What’s more, Frank says, the nurses that agencies like Maxim need to recruit are highly-skilled, almost to the level of a hospital neo-natal intensive care unit. “But we’re bringing them in-home," he says, "and some nurses don’t want to work in the home." Then when he tells them the rate, he says, they balk. "They think, ‘Well, heck. I could be making more working as a waitress, or a waiter—a lot more.’”
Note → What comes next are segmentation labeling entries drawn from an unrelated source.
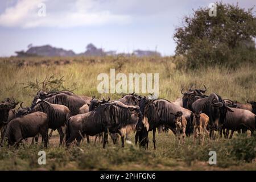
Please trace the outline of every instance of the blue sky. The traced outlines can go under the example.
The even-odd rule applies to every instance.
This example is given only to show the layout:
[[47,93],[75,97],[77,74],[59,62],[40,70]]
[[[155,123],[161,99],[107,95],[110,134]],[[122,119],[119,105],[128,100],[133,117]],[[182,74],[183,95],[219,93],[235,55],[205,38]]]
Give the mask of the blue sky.
[[[192,9],[208,7],[208,0],[1,0],[0,56],[15,55],[27,46],[50,44],[84,52],[93,43],[105,51],[137,49],[174,54],[173,34]],[[245,9],[255,1],[222,1]],[[43,3],[45,16],[38,11]],[[255,13],[255,12],[254,12]]]

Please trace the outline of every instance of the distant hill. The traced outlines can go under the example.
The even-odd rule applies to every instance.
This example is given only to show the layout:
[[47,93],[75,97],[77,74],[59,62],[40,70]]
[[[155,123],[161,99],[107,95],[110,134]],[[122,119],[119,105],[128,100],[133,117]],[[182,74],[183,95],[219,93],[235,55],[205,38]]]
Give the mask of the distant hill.
[[[56,48],[50,45],[42,46],[28,47],[28,49],[24,51],[16,51],[18,57],[29,57],[29,56],[105,56],[117,55],[116,51],[110,51],[105,52],[102,48],[98,48],[92,43],[86,46],[86,50],[84,52],[76,54],[72,50],[65,50],[63,48]],[[156,51],[142,51],[140,49],[134,51],[131,54],[126,54],[127,56],[134,55],[138,57],[156,56],[161,56],[160,53]]]
[[16,51],[17,56],[74,56],[76,53],[71,50],[66,51],[63,48],[56,48],[49,45],[31,47],[26,52]]

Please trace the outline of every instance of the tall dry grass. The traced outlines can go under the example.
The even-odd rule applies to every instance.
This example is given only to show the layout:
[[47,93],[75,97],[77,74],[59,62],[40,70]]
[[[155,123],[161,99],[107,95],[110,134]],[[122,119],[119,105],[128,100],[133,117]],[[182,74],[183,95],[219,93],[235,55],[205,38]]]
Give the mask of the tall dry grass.
[[[59,60],[53,58],[28,58],[27,61],[34,63],[41,59]],[[22,83],[43,80],[46,77],[55,75],[60,78],[64,76],[64,88],[72,90],[79,95],[96,96],[101,97],[110,96],[112,99],[120,97],[118,94],[100,94],[97,90],[97,77],[101,73],[110,75],[110,69],[115,69],[115,75],[123,73],[159,73],[159,96],[170,101],[181,96],[182,88],[188,89],[192,84],[196,87],[207,87],[207,93],[216,92],[223,98],[228,98],[245,102],[247,99],[256,100],[256,64],[244,64],[236,70],[226,68],[202,68],[196,71],[185,71],[176,69],[175,59],[167,57],[134,57],[116,58],[70,58],[71,64],[49,66],[18,67],[18,60],[12,59],[0,60],[0,95],[1,99],[13,97],[24,104],[31,104],[35,90],[24,89]]]

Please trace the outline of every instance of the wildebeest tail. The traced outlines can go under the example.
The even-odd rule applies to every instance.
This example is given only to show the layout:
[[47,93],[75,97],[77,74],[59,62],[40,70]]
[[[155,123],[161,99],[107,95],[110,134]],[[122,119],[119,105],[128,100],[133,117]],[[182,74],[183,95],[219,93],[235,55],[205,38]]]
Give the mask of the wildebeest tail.
[[67,142],[70,137],[70,132],[69,132],[69,122],[70,122],[70,118],[68,118],[67,121],[67,127],[66,127],[66,138],[65,141]]

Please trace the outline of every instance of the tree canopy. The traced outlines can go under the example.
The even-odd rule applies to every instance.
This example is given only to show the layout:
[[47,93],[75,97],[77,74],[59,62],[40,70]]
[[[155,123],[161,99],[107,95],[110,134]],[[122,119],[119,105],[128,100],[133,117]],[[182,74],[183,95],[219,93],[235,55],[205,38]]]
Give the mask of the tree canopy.
[[216,2],[217,14],[200,7],[184,18],[176,29],[176,55],[187,58],[188,68],[216,64],[236,67],[256,57],[254,39],[256,18],[253,7],[247,10],[236,5]]

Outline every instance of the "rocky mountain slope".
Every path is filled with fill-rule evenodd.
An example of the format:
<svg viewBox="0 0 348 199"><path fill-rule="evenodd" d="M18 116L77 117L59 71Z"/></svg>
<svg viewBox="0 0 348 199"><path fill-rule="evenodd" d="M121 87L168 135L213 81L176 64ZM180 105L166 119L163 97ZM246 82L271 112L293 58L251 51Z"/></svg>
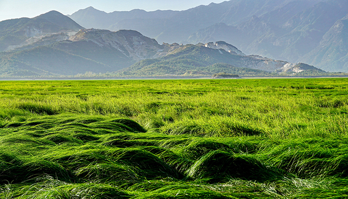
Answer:
<svg viewBox="0 0 348 199"><path fill-rule="evenodd" d="M348 15L338 20L302 60L328 71L348 70Z"/></svg>
<svg viewBox="0 0 348 199"><path fill-rule="evenodd" d="M234 0L181 11L100 12L89 7L70 16L84 25L96 25L99 21L99 27L104 29L136 30L161 43L225 41L246 54L305 62L315 59L317 48L326 39L324 35L348 14L348 1ZM118 16L114 16L116 14ZM339 41L330 41L334 44ZM348 71L341 66L346 63L344 57L311 64L331 71Z"/></svg>
<svg viewBox="0 0 348 199"><path fill-rule="evenodd" d="M0 21L0 52L30 44L52 34L65 33L68 36L81 29L84 28L56 11L32 18L21 18Z"/></svg>
<svg viewBox="0 0 348 199"><path fill-rule="evenodd" d="M1 75L69 76L120 70L122 70L120 74L139 76L233 71L260 74L275 73L277 70L280 70L278 73L291 75L316 70L258 55L246 56L222 41L197 45L160 45L155 39L135 30L113 32L94 28L81 29L69 36L71 31L76 30L68 28L69 24L74 23L59 12L49 12L34 19L41 21L37 22L37 27L44 27L50 21L52 27L27 35L29 38L20 45L8 46L5 52L0 53ZM17 27L18 30L22 27Z"/></svg>
<svg viewBox="0 0 348 199"><path fill-rule="evenodd" d="M325 73L325 71L304 64L289 63L257 55L246 56L238 49L241 54L237 54L235 51L217 48L219 43L223 44L222 47L231 46L223 42L216 42L214 45L212 43L197 45L165 44L166 46L163 51L154 56L156 59L142 60L121 70L119 74L165 76L239 73L239 74L245 75L247 73L250 75L254 73L255 76L259 76L266 75L266 75L270 76L270 72L291 75L309 70L317 73Z"/></svg>
<svg viewBox="0 0 348 199"><path fill-rule="evenodd" d="M163 48L154 39L133 30L83 29L62 41L56 37L46 36L0 53L1 75L111 72L151 57Z"/></svg>

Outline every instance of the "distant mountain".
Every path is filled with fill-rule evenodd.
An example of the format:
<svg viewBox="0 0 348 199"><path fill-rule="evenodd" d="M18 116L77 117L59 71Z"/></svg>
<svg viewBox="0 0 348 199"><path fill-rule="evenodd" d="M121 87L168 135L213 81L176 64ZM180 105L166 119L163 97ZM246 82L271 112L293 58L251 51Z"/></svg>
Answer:
<svg viewBox="0 0 348 199"><path fill-rule="evenodd" d="M0 54L2 76L73 75L111 71L105 64L46 46Z"/></svg>
<svg viewBox="0 0 348 199"><path fill-rule="evenodd" d="M26 41L58 33L78 32L84 28L69 17L51 11L32 18L21 18L0 21L0 52L28 45Z"/></svg>
<svg viewBox="0 0 348 199"><path fill-rule="evenodd" d="M0 53L0 72L7 75L104 73L129 67L163 49L155 40L133 30L83 29L64 40L59 35Z"/></svg>
<svg viewBox="0 0 348 199"><path fill-rule="evenodd" d="M272 76L270 72L274 72L274 76L278 73L292 75L308 70L318 74L326 73L313 66L305 66L304 64L291 64L256 55L237 55L234 51L229 50L229 52L223 48L214 47L222 43L225 45L228 44L222 42L216 42L214 45L211 43L197 45L166 44L163 51L157 54L157 58L142 60L120 71L119 74L164 76L206 75L227 73L260 76Z"/></svg>
<svg viewBox="0 0 348 199"><path fill-rule="evenodd" d="M133 10L106 13L89 7L69 15L87 27L117 31L130 29L138 31L159 42L185 42L193 32L215 23L236 25L253 15L268 13L287 2L295 0L234 0L212 3L180 11L157 10L146 12ZM314 4L317 0L305 0L297 11ZM270 17L271 18L271 17ZM217 38L217 40L223 40Z"/></svg>
<svg viewBox="0 0 348 199"><path fill-rule="evenodd" d="M336 21L302 60L329 71L348 72L348 15Z"/></svg>
<svg viewBox="0 0 348 199"><path fill-rule="evenodd" d="M87 27L135 30L161 43L225 41L246 54L294 63L315 59L316 52L325 50L319 49L327 39L324 36L348 14L347 0L233 0L180 11L107 13L88 7L70 17ZM331 71L347 71L341 66L347 59L334 57L337 59L311 63Z"/></svg>

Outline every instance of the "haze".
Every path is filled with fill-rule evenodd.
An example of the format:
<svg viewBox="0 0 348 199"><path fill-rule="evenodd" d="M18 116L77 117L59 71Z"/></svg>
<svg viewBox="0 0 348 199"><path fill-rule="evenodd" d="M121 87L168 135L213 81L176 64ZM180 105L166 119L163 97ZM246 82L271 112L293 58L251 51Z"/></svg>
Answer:
<svg viewBox="0 0 348 199"><path fill-rule="evenodd" d="M64 14L71 14L80 9L92 6L107 12L142 9L146 11L157 9L182 10L211 2L223 0L0 0L0 21L23 17L33 17L55 10Z"/></svg>

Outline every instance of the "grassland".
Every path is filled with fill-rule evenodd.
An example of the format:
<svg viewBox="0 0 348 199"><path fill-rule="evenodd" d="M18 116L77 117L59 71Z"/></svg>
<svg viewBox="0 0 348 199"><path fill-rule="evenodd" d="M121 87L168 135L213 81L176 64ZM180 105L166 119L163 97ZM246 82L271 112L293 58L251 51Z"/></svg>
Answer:
<svg viewBox="0 0 348 199"><path fill-rule="evenodd" d="M0 198L346 198L347 80L0 82Z"/></svg>

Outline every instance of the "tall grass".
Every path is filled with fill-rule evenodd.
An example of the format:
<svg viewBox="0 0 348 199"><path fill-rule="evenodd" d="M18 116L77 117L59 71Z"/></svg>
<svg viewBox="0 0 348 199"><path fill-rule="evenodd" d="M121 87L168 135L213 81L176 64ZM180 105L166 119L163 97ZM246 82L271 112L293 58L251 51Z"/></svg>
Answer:
<svg viewBox="0 0 348 199"><path fill-rule="evenodd" d="M0 198L344 198L346 79L0 83Z"/></svg>

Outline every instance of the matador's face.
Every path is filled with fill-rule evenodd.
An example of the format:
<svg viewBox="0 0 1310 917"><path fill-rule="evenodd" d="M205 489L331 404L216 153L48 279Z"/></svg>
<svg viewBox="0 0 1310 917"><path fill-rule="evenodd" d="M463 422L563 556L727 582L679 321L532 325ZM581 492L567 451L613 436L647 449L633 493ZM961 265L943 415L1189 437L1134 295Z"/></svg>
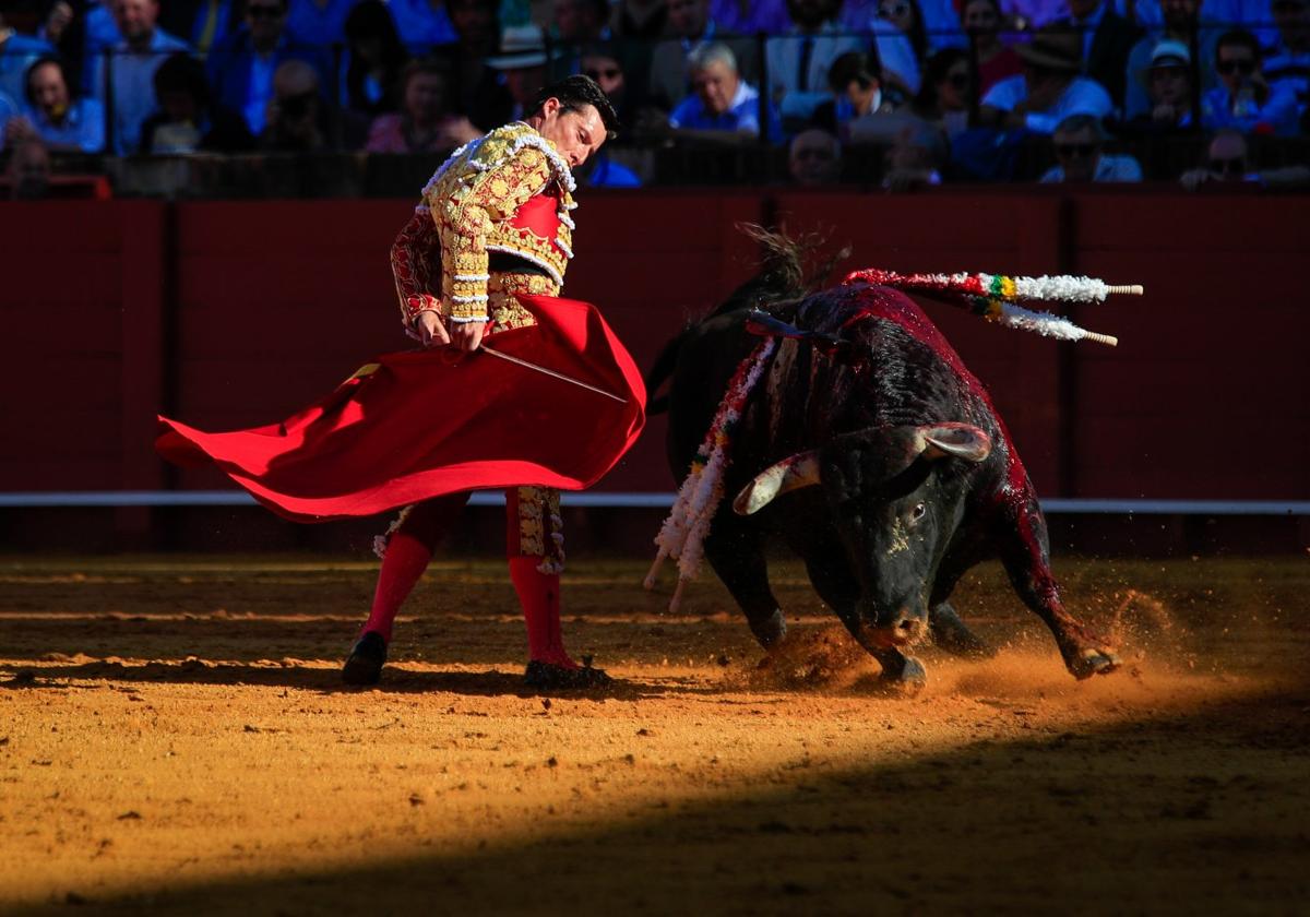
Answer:
<svg viewBox="0 0 1310 917"><path fill-rule="evenodd" d="M548 98L540 115L529 123L554 144L571 169L586 162L608 136L595 105L584 105L579 111L562 111L557 98Z"/></svg>

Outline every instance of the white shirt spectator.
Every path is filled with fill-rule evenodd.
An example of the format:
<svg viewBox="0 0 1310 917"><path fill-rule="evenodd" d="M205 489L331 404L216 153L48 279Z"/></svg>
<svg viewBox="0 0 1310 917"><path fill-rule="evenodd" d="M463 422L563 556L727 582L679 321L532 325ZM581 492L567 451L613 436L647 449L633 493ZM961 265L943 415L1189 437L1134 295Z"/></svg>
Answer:
<svg viewBox="0 0 1310 917"><path fill-rule="evenodd" d="M1102 153L1096 160L1096 168L1091 174L1094 182L1140 182L1142 168L1132 156L1110 156ZM1047 169L1039 179L1045 185L1064 181L1064 166L1057 165Z"/></svg>
<svg viewBox="0 0 1310 917"><path fill-rule="evenodd" d="M982 105L990 105L1001 111L1010 111L1028 97L1028 86L1023 76L1010 76L997 83L982 97ZM1056 124L1070 115L1087 114L1104 118L1115 110L1107 93L1099 83L1076 76L1060 98L1045 111L1030 111L1024 124L1034 134L1055 134Z"/></svg>
<svg viewBox="0 0 1310 917"><path fill-rule="evenodd" d="M837 22L825 22L812 35L793 28L786 35L768 39L764 54L770 96L782 100L782 117L808 118L821 102L832 98L828 92L832 62L848 51L865 51L867 47L867 39L842 34ZM802 59L807 62L803 72Z"/></svg>
<svg viewBox="0 0 1310 917"><path fill-rule="evenodd" d="M126 156L136 152L141 139L141 122L155 111L155 71L176 51L190 51L186 42L174 38L162 29L155 29L151 47L144 52L127 48L127 42L119 42L110 60L110 83L114 88L114 144L113 152ZM93 77L92 93L102 105L105 98L105 71L101 68Z"/></svg>

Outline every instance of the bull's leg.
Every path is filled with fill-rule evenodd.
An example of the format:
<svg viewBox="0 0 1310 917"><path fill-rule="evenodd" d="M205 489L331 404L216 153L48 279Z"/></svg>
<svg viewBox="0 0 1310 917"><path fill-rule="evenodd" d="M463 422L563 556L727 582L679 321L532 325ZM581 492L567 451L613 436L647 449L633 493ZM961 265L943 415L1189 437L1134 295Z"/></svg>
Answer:
<svg viewBox="0 0 1310 917"><path fill-rule="evenodd" d="M705 557L741 607L760 646L768 650L787 635L787 621L769 588L769 563L758 529L730 514L719 515L705 540Z"/></svg>
<svg viewBox="0 0 1310 917"><path fill-rule="evenodd" d="M975 559L973 552L969 552L965 557L954 559L948 557L942 565L927 597L927 629L933 634L933 642L947 652L965 659L986 659L994 656L996 650L969 630L947 601L955 591L955 584L960 582L964 571L973 566Z"/></svg>
<svg viewBox="0 0 1310 917"><path fill-rule="evenodd" d="M1001 537L1001 561L1010 582L1023 603L1051 629L1065 668L1079 680L1119 668L1119 656L1110 645L1083 627L1060 600L1060 587L1051 574L1047 525L1040 510L1031 503L1020 508L1014 525Z"/></svg>
<svg viewBox="0 0 1310 917"><path fill-rule="evenodd" d="M865 638L863 627L859 625L859 614L855 610L859 600L859 583L852 575L840 549L811 552L806 557L806 570L819 597L836 612L855 642L865 647L869 655L883 667L879 680L884 685L917 692L927 684L927 672L924 671L921 662L907 656L896 647L874 646Z"/></svg>

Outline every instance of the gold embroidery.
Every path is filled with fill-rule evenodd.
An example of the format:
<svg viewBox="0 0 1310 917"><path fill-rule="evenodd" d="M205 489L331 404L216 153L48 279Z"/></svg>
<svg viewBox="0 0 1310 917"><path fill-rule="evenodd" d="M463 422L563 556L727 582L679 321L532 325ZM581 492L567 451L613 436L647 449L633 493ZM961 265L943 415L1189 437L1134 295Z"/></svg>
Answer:
<svg viewBox="0 0 1310 917"><path fill-rule="evenodd" d="M554 240L510 225L510 217L552 182L566 185L561 160L541 148L545 143L524 123L491 131L479 144L460 153L423 191L441 245L441 310L455 318L491 313L487 287L487 252L510 252L552 272L562 283L572 233L559 224ZM572 198L561 187L561 207ZM558 288L554 291L558 292Z"/></svg>

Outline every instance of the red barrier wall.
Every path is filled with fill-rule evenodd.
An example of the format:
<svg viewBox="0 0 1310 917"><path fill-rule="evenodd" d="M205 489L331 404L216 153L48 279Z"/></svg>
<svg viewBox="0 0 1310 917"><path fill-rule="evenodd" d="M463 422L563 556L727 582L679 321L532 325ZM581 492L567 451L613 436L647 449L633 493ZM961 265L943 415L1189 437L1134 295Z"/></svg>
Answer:
<svg viewBox="0 0 1310 917"><path fill-rule="evenodd" d="M411 202L4 204L3 490L216 487L149 448L283 417L406 346L386 250ZM1086 272L1149 295L1074 310L1121 345L1056 345L929 304L1048 496L1310 493L1303 198L1176 193L588 193L567 295L642 365L745 279L740 220L823 229L850 267ZM665 491L663 423L604 483Z"/></svg>

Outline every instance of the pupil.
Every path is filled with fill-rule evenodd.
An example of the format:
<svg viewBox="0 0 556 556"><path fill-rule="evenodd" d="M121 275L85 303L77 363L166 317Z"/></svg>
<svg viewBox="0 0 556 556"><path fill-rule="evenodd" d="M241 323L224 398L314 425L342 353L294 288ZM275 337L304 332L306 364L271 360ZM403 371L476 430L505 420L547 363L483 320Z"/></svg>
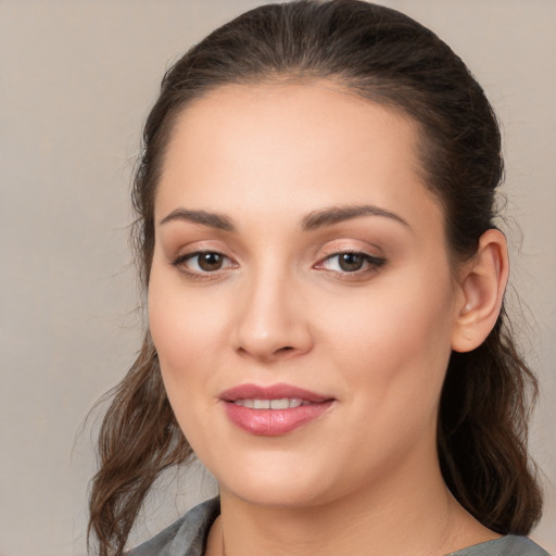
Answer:
<svg viewBox="0 0 556 556"><path fill-rule="evenodd" d="M218 253L202 253L199 255L199 266L203 270L218 270L222 266L222 255Z"/></svg>
<svg viewBox="0 0 556 556"><path fill-rule="evenodd" d="M342 270L353 273L354 270L361 269L364 257L358 253L342 253L339 263Z"/></svg>

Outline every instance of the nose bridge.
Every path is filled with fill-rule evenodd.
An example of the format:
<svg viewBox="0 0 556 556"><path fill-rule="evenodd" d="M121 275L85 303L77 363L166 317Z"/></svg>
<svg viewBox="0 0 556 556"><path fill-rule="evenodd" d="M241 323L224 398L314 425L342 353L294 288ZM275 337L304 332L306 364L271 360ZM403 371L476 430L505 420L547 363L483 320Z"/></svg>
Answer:
<svg viewBox="0 0 556 556"><path fill-rule="evenodd" d="M307 351L312 339L299 282L285 265L268 257L252 269L238 312L237 349L260 359Z"/></svg>

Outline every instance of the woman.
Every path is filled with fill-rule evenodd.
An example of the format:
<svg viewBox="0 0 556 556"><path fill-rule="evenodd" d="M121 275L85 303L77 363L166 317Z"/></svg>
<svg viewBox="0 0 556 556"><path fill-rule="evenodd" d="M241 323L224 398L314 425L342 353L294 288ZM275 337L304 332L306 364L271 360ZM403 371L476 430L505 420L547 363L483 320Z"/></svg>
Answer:
<svg viewBox="0 0 556 556"><path fill-rule="evenodd" d="M501 138L463 62L356 0L257 8L164 78L134 202L149 330L100 435L123 554L194 453L219 497L134 556L546 554L503 308Z"/></svg>

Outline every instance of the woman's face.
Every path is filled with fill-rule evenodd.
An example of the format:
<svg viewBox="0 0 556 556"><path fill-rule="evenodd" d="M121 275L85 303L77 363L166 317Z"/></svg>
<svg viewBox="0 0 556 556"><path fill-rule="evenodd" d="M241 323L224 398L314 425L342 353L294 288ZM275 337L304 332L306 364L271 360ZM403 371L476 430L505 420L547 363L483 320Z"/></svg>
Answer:
<svg viewBox="0 0 556 556"><path fill-rule="evenodd" d="M150 328L223 495L312 505L438 470L460 295L417 141L326 81L224 87L177 122Z"/></svg>

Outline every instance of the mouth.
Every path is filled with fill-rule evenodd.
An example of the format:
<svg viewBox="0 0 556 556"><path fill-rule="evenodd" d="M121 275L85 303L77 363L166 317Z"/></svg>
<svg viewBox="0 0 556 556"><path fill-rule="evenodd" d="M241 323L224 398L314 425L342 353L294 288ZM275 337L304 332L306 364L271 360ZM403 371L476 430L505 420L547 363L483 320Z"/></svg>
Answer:
<svg viewBox="0 0 556 556"><path fill-rule="evenodd" d="M235 426L265 437L287 434L317 420L336 401L290 384L240 384L219 397Z"/></svg>

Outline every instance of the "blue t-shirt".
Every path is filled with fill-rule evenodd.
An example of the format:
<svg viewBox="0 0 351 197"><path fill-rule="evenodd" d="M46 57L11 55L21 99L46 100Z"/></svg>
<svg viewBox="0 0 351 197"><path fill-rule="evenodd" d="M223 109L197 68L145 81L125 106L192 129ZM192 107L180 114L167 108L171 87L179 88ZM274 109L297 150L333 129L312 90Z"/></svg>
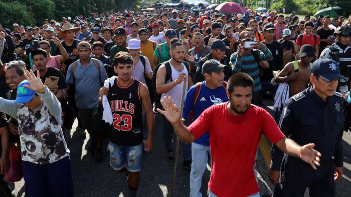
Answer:
<svg viewBox="0 0 351 197"><path fill-rule="evenodd" d="M188 117L193 110L194 98L195 96L196 84L193 86L187 92L184 100L183 108L183 118ZM227 93L223 86L216 89L211 90L205 84L205 81L201 82L200 92L196 100L195 107L194 109L194 120L199 117L205 110L210 106L228 101ZM198 140L194 142L200 144L210 146L210 134L208 132L202 135Z"/></svg>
Maxim has been working with Sen. Mike McGuire, D-Healdsburg, to pass legislation that addresses the issue. Senate Bill 1401, first introduced in March, would establish a three-year pilot program in three regions around California— including the Bay Area. Under the pilot, Medi-Cal reimbursement rates for registered nurses and licensed vocational nurses would be increased 20 percent.
In a statement, McGuire pointed out that in-home nursing is cost-effective. “It costs 10 times more each day to care for a child in a hospital," he said, "than it does to care for that child at home.”
Tony Cava, spokesman for the Department of Health Care Services which oversees Medi-Cal, said that the agency was "not aware of any significant access issues" with home health care for Medi-Cal recipients.
If a family is unable to find a home health agency -- or HHA -- to provide prescribed nursing service, Cava said that "DHCS nurses [would] provide assistance to the family by referring them to other Medi-Cal-approved HHAs, individual nurse providers, and pediatric day health care centers.”
But implementing SB 1401 would cost more than $20 million to implement, according to an analysis presented to the Senate Committee on Appropriations. The bill was ultimately held in the committee earlier this year and cannot be re-introduced until next January.
Meanwhile, home health agencies struggle to fill the hours that patients need. “We should be filling 100 percent," Frank says, but even when nurses call in sick, "we have no backup nurses."
As for the Smarts—after months of phone calls and paperwork, Noah is on track to get Medi-Cal coverage. What's unclear is whether that coverage will make a difference, given the shortage of in-home pediatric nurses.
Brian Smart knew that even with coverage, Noah's name might linger on a wait list for care for a year—or more. Still, he decided it was worth a shot.
"I filled out the paperwork as a just-in-case,” Brian says. Even the program coordinator told him it would be a "long shot" that he would get an in-home nurse.
"Even if it’s a one-in-a-million chance, at least it’s a chance."